Health is nice, of course, but how about something immediate and tangible? Well, Wolkodoff’s study showed that players averaged three shots better for a nine-hole round when they walked with a buggy compared to riding.
There is a natural rhythm to the game on foot that goes beyond calories burned and strokes saved. “Walking is a form of meditation,” Gill says. Golf’s sense of escape, especially in times of stress, is best experienced as a walk in the woods rather than a race around a cartpath. (And we haven’t even discussed how course maintenance is easier and less expensive when the majority of rounds don’t involve 550 kilograms of motorised vehicle compacting the turf everywhere you look.)
Unfortunately, despite all these benefits, despite the rise in popularity of golf meccas like Barnbougle Dunes or those bucket-list trips to Ireland and Scotland where walking is more or less mandatory, and even the recent surge in walking-related purchases like buggies and lightweight carry bags, there is no sense the walking game will fully return to golf. In the US, lawsuits demanding the use of carts in states that had banned them were threatened before state authorities eventually relented on their no-carts rules.
Furthermore, the cart is built into the economic model of how the golf-course business functions at some venues.

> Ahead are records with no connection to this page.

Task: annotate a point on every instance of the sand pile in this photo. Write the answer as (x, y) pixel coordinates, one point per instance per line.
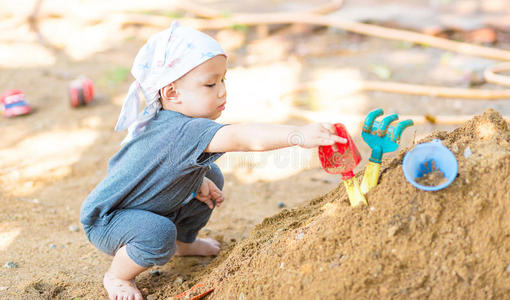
(408, 243)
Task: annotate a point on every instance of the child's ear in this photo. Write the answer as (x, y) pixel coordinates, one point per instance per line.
(169, 93)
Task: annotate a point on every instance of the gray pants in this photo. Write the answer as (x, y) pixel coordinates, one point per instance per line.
(150, 238)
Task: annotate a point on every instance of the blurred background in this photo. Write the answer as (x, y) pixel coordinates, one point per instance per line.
(279, 72)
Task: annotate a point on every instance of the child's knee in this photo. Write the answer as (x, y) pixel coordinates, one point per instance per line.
(156, 248)
(216, 176)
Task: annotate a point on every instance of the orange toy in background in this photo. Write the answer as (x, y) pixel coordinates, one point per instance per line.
(14, 104)
(81, 92)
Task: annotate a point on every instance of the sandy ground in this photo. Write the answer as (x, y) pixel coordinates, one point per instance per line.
(50, 160)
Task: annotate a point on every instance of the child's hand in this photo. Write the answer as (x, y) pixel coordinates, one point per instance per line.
(317, 134)
(209, 192)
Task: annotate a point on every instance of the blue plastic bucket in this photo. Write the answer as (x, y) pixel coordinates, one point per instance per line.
(417, 163)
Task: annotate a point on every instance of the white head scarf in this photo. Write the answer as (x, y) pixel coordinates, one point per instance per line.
(166, 57)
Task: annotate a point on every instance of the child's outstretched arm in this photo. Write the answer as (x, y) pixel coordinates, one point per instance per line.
(263, 137)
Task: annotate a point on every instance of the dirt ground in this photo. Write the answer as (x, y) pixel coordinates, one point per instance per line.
(286, 228)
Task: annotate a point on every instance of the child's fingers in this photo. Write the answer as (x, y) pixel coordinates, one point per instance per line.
(338, 139)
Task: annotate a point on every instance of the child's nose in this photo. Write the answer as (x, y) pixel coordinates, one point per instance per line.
(222, 91)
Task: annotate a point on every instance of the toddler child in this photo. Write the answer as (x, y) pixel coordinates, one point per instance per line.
(162, 185)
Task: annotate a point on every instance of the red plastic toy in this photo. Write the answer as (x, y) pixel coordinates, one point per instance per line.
(344, 160)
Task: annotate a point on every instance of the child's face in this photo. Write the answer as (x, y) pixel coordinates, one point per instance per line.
(202, 91)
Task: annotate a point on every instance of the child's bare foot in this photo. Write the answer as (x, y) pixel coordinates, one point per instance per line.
(202, 247)
(121, 289)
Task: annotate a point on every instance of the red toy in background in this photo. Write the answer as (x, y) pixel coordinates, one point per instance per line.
(342, 159)
(81, 92)
(14, 104)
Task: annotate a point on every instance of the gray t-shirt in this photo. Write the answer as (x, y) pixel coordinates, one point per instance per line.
(157, 171)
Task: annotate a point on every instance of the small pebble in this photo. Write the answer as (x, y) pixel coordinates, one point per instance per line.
(74, 228)
(467, 152)
(10, 265)
(393, 230)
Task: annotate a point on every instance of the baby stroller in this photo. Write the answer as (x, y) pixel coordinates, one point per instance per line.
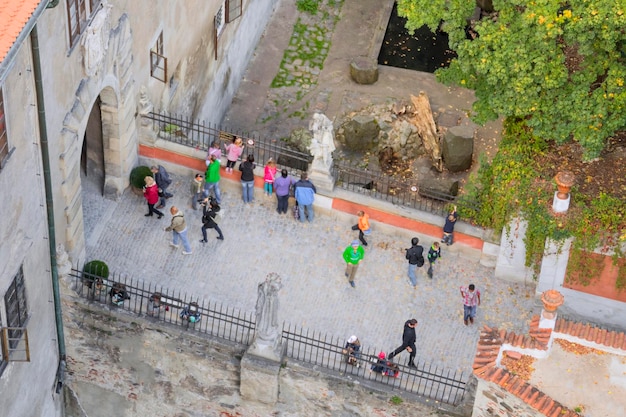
(385, 366)
(352, 351)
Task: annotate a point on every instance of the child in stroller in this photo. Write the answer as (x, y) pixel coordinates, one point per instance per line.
(352, 350)
(385, 366)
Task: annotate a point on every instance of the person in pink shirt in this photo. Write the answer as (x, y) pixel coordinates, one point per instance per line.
(233, 152)
(269, 176)
(471, 301)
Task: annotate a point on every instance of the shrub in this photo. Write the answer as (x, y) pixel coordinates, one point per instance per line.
(138, 174)
(95, 271)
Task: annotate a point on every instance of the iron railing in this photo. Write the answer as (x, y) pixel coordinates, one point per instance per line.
(200, 135)
(426, 380)
(235, 326)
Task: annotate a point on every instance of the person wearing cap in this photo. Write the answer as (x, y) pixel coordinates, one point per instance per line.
(163, 181)
(178, 227)
(282, 185)
(408, 342)
(353, 255)
(305, 194)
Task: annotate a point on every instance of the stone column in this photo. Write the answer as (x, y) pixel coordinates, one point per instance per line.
(260, 364)
(564, 182)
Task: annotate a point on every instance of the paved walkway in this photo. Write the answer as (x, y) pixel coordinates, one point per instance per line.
(316, 294)
(308, 256)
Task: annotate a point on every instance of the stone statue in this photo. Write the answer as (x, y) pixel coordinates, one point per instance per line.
(95, 41)
(323, 142)
(267, 309)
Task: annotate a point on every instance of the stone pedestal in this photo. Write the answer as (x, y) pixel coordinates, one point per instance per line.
(322, 180)
(259, 375)
(364, 70)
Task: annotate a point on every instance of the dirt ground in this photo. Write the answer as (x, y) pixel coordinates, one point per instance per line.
(567, 374)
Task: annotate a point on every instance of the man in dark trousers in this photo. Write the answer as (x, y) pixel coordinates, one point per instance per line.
(408, 342)
(415, 256)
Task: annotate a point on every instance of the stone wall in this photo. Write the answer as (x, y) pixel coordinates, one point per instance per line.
(26, 388)
(493, 400)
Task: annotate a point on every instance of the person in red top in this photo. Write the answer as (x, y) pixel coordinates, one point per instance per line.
(151, 193)
(363, 226)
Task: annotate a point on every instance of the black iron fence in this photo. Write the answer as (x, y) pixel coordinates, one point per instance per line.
(200, 135)
(215, 319)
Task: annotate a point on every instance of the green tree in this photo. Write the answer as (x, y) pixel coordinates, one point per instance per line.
(559, 65)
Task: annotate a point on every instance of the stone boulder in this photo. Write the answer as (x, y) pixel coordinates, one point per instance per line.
(458, 148)
(364, 70)
(360, 133)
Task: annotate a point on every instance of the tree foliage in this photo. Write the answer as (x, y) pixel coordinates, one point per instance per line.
(559, 65)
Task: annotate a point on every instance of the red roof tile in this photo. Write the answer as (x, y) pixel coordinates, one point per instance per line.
(14, 14)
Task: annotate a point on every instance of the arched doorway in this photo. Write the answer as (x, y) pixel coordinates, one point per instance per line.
(92, 155)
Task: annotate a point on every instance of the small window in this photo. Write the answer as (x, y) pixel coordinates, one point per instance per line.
(77, 19)
(158, 62)
(77, 13)
(17, 308)
(233, 10)
(4, 140)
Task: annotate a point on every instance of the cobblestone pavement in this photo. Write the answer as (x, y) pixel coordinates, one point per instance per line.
(316, 294)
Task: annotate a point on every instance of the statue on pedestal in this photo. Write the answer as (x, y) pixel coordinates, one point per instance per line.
(323, 142)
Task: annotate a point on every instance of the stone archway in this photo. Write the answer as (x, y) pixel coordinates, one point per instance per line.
(111, 86)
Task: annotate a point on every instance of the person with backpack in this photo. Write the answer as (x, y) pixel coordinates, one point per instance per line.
(210, 208)
(415, 256)
(163, 180)
(433, 254)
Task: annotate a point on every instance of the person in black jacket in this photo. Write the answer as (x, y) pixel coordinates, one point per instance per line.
(415, 256)
(408, 342)
(209, 211)
(247, 178)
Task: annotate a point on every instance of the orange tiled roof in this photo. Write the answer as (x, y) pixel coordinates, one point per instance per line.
(491, 341)
(14, 15)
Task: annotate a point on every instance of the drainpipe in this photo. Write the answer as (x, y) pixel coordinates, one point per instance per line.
(45, 159)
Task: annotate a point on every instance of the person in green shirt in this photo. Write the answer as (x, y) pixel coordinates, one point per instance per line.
(212, 179)
(353, 255)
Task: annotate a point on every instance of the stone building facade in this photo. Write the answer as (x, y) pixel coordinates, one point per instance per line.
(101, 64)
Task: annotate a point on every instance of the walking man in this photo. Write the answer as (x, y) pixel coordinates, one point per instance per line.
(433, 254)
(353, 255)
(305, 194)
(212, 178)
(415, 256)
(448, 227)
(178, 227)
(408, 342)
(471, 301)
(163, 181)
(209, 211)
(196, 190)
(363, 226)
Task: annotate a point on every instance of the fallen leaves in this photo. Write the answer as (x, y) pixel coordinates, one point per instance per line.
(523, 367)
(577, 349)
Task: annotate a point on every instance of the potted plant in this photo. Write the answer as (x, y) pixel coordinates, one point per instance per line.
(137, 176)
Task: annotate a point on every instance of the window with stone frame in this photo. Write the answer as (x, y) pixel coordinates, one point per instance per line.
(16, 307)
(233, 10)
(4, 139)
(158, 61)
(78, 12)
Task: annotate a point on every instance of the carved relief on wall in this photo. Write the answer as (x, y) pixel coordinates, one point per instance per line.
(95, 40)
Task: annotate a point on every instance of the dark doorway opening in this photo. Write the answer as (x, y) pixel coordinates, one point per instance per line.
(423, 51)
(92, 155)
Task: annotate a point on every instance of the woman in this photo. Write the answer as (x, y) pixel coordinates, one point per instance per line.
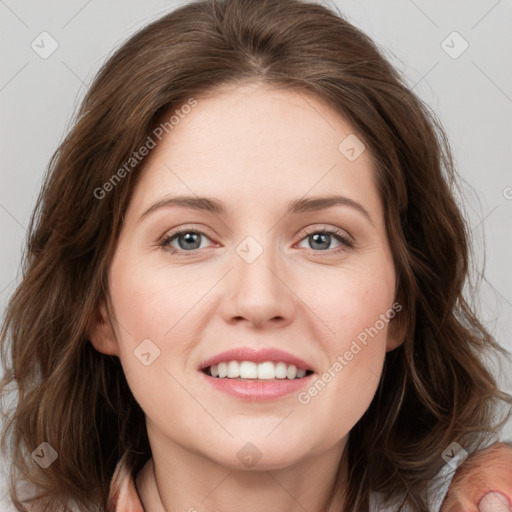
(314, 349)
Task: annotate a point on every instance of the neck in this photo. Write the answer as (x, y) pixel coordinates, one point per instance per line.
(185, 481)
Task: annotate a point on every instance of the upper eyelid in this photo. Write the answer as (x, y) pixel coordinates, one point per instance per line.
(303, 233)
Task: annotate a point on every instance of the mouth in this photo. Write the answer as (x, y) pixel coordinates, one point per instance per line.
(256, 375)
(252, 371)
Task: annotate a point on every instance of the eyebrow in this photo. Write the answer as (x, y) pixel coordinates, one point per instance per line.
(301, 205)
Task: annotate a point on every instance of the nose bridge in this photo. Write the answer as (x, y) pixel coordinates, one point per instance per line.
(256, 288)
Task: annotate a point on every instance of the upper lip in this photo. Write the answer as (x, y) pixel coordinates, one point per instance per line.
(257, 356)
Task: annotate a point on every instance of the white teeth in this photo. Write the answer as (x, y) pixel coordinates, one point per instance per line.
(233, 369)
(292, 371)
(281, 370)
(248, 370)
(267, 370)
(223, 370)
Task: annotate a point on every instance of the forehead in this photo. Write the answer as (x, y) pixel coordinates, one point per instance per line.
(257, 141)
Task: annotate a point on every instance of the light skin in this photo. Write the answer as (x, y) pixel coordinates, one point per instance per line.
(255, 149)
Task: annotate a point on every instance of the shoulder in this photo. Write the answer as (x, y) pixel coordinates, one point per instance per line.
(436, 494)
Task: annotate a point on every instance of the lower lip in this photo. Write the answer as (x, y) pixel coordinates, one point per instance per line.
(257, 390)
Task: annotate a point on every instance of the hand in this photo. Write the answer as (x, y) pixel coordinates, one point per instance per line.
(483, 483)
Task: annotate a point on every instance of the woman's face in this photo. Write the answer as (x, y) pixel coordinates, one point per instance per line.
(259, 278)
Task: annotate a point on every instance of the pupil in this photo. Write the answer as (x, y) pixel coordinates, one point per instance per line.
(321, 239)
(189, 238)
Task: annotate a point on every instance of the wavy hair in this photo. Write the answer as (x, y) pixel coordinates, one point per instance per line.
(435, 388)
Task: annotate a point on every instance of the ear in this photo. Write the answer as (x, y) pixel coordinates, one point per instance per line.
(101, 333)
(396, 333)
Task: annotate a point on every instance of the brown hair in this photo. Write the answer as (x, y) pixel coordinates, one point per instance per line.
(434, 390)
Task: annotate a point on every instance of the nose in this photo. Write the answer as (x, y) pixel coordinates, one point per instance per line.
(258, 292)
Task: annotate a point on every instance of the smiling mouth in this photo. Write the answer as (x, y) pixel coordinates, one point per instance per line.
(249, 370)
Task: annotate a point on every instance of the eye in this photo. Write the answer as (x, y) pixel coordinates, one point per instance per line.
(320, 240)
(188, 240)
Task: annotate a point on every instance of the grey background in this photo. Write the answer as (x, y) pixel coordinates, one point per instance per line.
(471, 94)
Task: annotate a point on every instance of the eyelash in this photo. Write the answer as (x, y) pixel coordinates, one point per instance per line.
(347, 243)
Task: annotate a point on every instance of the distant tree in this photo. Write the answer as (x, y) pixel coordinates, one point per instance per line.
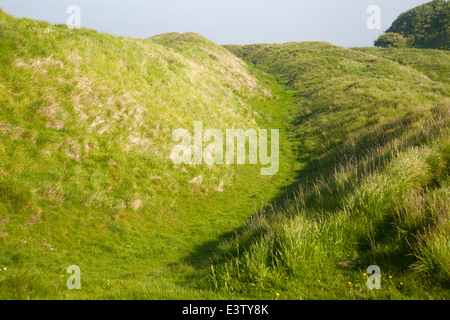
(391, 40)
(426, 26)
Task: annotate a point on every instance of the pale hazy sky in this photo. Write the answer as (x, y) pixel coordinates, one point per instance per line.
(340, 22)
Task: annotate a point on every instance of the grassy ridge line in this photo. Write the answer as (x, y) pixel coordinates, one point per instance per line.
(85, 174)
(374, 184)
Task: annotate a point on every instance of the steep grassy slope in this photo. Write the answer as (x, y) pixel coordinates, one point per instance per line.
(373, 188)
(85, 171)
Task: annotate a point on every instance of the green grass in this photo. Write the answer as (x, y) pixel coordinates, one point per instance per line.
(86, 178)
(85, 171)
(372, 140)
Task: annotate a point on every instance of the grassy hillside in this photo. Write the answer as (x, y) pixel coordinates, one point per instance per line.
(373, 142)
(86, 177)
(85, 172)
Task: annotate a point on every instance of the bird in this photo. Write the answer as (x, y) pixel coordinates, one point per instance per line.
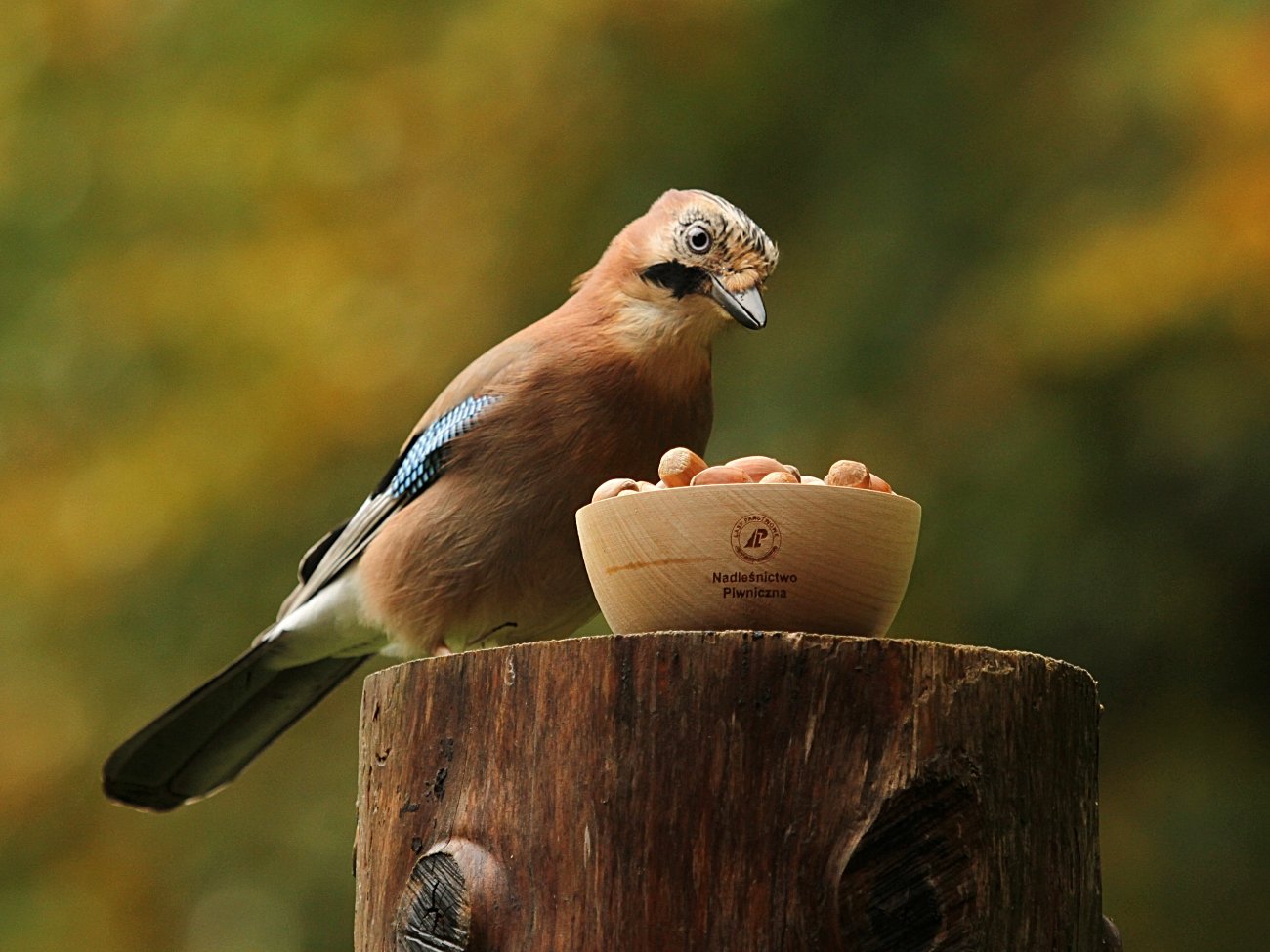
(469, 538)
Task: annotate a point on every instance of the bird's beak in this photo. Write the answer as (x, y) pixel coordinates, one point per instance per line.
(745, 309)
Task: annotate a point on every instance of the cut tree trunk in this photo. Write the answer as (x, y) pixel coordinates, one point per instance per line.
(732, 792)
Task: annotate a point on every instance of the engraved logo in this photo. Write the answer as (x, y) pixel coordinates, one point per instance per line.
(754, 538)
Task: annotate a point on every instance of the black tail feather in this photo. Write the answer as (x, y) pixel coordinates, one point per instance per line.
(204, 740)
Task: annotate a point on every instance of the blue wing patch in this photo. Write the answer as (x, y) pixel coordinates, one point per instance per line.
(424, 458)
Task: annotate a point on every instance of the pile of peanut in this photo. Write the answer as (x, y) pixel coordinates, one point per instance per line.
(682, 468)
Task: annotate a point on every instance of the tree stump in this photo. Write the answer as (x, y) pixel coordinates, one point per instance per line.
(732, 792)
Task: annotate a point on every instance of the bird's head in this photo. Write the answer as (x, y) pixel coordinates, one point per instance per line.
(693, 263)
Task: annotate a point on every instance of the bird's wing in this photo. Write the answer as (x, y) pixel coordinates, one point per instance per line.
(418, 466)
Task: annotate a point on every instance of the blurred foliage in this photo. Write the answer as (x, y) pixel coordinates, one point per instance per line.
(1025, 275)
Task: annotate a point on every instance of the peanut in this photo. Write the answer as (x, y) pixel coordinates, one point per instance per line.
(678, 466)
(720, 476)
(877, 483)
(613, 487)
(780, 476)
(847, 473)
(756, 466)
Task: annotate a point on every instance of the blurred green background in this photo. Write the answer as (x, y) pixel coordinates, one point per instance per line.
(1025, 275)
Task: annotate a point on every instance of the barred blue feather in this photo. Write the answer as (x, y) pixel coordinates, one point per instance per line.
(424, 458)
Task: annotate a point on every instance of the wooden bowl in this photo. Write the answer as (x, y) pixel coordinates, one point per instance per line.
(821, 559)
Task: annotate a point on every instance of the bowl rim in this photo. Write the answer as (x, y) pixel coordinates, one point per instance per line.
(770, 487)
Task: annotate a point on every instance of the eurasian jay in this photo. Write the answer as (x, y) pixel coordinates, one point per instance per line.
(469, 538)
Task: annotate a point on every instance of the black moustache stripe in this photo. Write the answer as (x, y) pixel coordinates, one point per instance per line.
(677, 278)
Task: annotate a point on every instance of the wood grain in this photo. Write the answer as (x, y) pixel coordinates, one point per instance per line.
(732, 791)
(750, 557)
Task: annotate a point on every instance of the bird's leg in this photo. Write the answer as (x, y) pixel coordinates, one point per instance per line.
(490, 634)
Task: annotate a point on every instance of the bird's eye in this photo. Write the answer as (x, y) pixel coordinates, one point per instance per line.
(698, 239)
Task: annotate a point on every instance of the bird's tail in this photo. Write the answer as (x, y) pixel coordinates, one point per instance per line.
(204, 740)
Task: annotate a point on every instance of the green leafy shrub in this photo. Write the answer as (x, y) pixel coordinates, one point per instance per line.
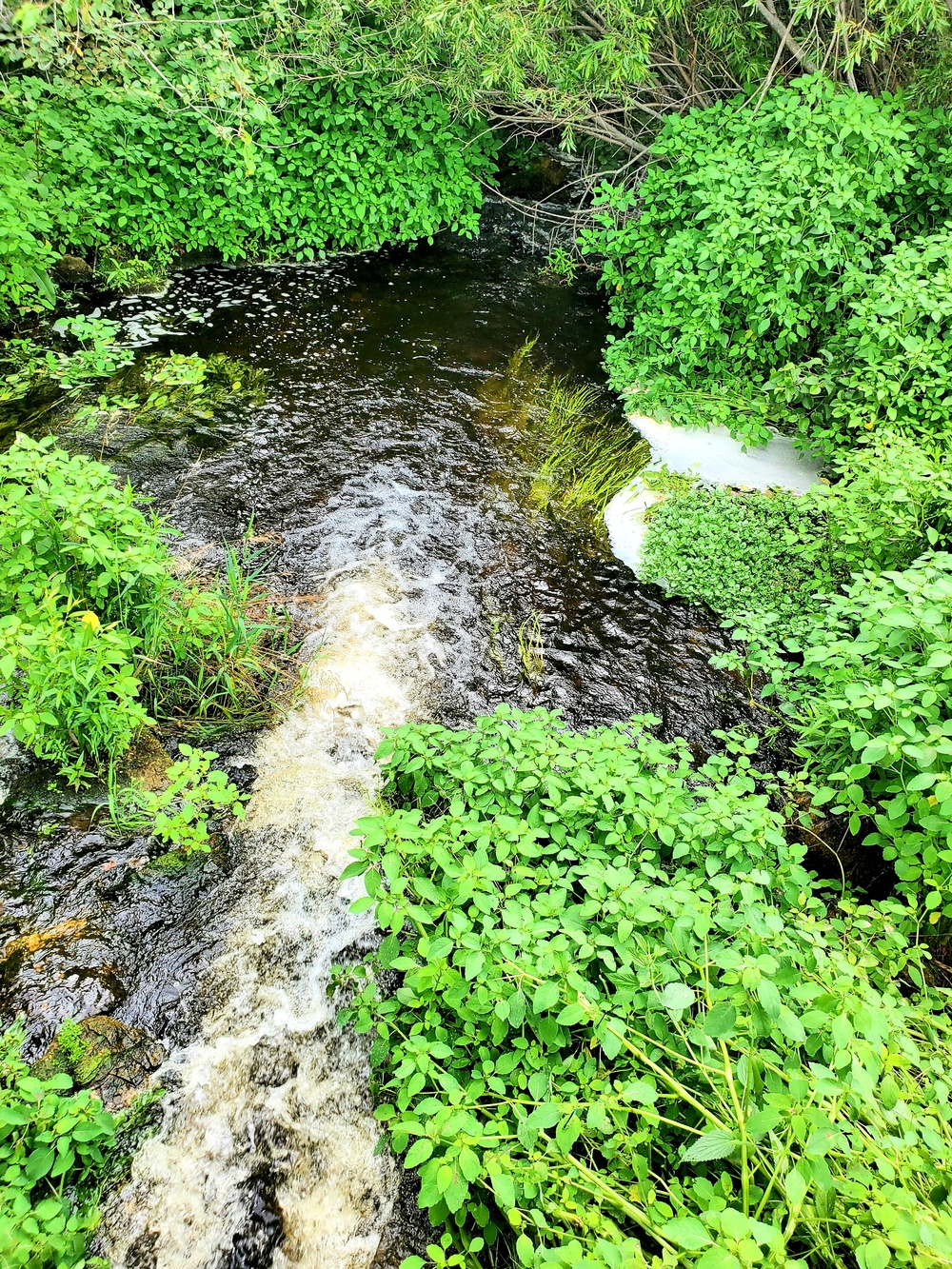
(780, 553)
(752, 232)
(889, 363)
(735, 552)
(867, 693)
(95, 628)
(29, 365)
(179, 814)
(128, 169)
(26, 254)
(625, 1031)
(52, 1147)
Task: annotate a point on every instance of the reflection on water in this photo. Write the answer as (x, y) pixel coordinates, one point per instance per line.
(375, 479)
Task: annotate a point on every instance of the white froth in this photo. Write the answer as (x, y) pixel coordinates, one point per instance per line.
(273, 1082)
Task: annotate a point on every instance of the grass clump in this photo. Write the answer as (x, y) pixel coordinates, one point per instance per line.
(574, 456)
(98, 636)
(53, 1146)
(628, 1028)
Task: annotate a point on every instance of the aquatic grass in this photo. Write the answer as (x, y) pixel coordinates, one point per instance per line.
(574, 454)
(532, 652)
(221, 656)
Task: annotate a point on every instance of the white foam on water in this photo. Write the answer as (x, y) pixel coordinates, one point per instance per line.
(274, 1082)
(716, 458)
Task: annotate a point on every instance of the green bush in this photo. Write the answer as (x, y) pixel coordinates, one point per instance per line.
(735, 552)
(871, 709)
(95, 629)
(749, 244)
(889, 363)
(625, 1029)
(52, 1146)
(128, 167)
(178, 814)
(777, 553)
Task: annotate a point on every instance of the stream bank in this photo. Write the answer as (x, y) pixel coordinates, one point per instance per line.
(387, 503)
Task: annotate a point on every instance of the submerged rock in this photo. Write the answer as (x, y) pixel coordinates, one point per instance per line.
(106, 1055)
(72, 267)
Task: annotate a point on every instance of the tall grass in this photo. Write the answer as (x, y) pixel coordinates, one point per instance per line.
(575, 456)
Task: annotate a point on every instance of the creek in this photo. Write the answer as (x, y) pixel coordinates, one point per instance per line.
(385, 494)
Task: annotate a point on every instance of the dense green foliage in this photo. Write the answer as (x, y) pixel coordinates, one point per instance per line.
(868, 697)
(626, 1031)
(52, 1146)
(95, 629)
(794, 290)
(178, 815)
(776, 552)
(735, 552)
(335, 168)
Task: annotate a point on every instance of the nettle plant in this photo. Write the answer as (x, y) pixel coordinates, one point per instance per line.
(53, 1143)
(870, 704)
(615, 1025)
(761, 266)
(98, 636)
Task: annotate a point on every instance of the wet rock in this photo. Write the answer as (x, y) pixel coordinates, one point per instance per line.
(72, 268)
(106, 1055)
(29, 944)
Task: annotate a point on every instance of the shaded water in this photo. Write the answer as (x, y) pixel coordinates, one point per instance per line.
(384, 488)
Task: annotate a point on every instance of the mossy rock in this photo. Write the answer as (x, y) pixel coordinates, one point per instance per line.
(106, 1055)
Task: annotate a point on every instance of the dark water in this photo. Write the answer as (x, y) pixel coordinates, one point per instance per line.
(373, 443)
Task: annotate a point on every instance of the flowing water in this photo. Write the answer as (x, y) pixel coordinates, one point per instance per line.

As Weaver says about the business side of his course operation, a riding golfer in a typical outing might generate twice the revenue of a walking golfer, and that’s not just in cart fees. “If you’re in a golf cart, you’re more likely to get a hot dog or a burger, a couple of snacks and a six-pack to go.
“If you’re walking, you might only get a bottle of water.”
Healthier, certainly, but walking seems simpler, cleaner. Probably what we need in times like these. Weaver has seen that change at his course. “There was a willpower to walk,” he says. “I had people who had signed up thinking they were just going to play nine, but they’d come in after the turn and say, ‘You know what, I’m going to walk the back nine, too.’”
Maybe this resurgence in walking is a good reminder that the game’s basic appeal lies in a steady progression of steps that seem to refresh more than they fatigue. Steps forward that bring us all the way back to where we started.
Walk Your Way To A Better Swing
Leading instructor and fitness expert Lance Gill says walking is an important contributing factor to playing better golf. Here he breaks down how your steps can improve your swing:
• When your lead foot is about to hit the ground, your hip is in a similar position to how it is at your address position. Also, the ankle is in what’s called “dorsiflexion”. Proper dorsiflexion helps you maintain ideal posture during the swing.
• On the forward stride with your left foot, the right arm swings forward in a cross-rotational pattern. That activates the core muscles, extending from the right shoulder through the abdomen and down into the left leg. That rotational movement mimics what happens in the backswing and downswing.
• When the spine gets to a vertical position, your body has to deal with gravity. Every part of the musculoskeletal structure has to work together, or you’ll fall over. This is called axial loading, and it develops the balance needed during the swing.
• On your back leg, the foot is pushing off the big toe. That puts the back leg and hip in extension, activating your glute muscles. As Tiger Woods can tell you, those muscles fire on your downswing.
• As your back foot presses into and off of the ground, it moves into what’s called plantar flexion. That’s a similar action to how the foot works in the transition from backswing to downswing, all the way to impact and into your follow-through.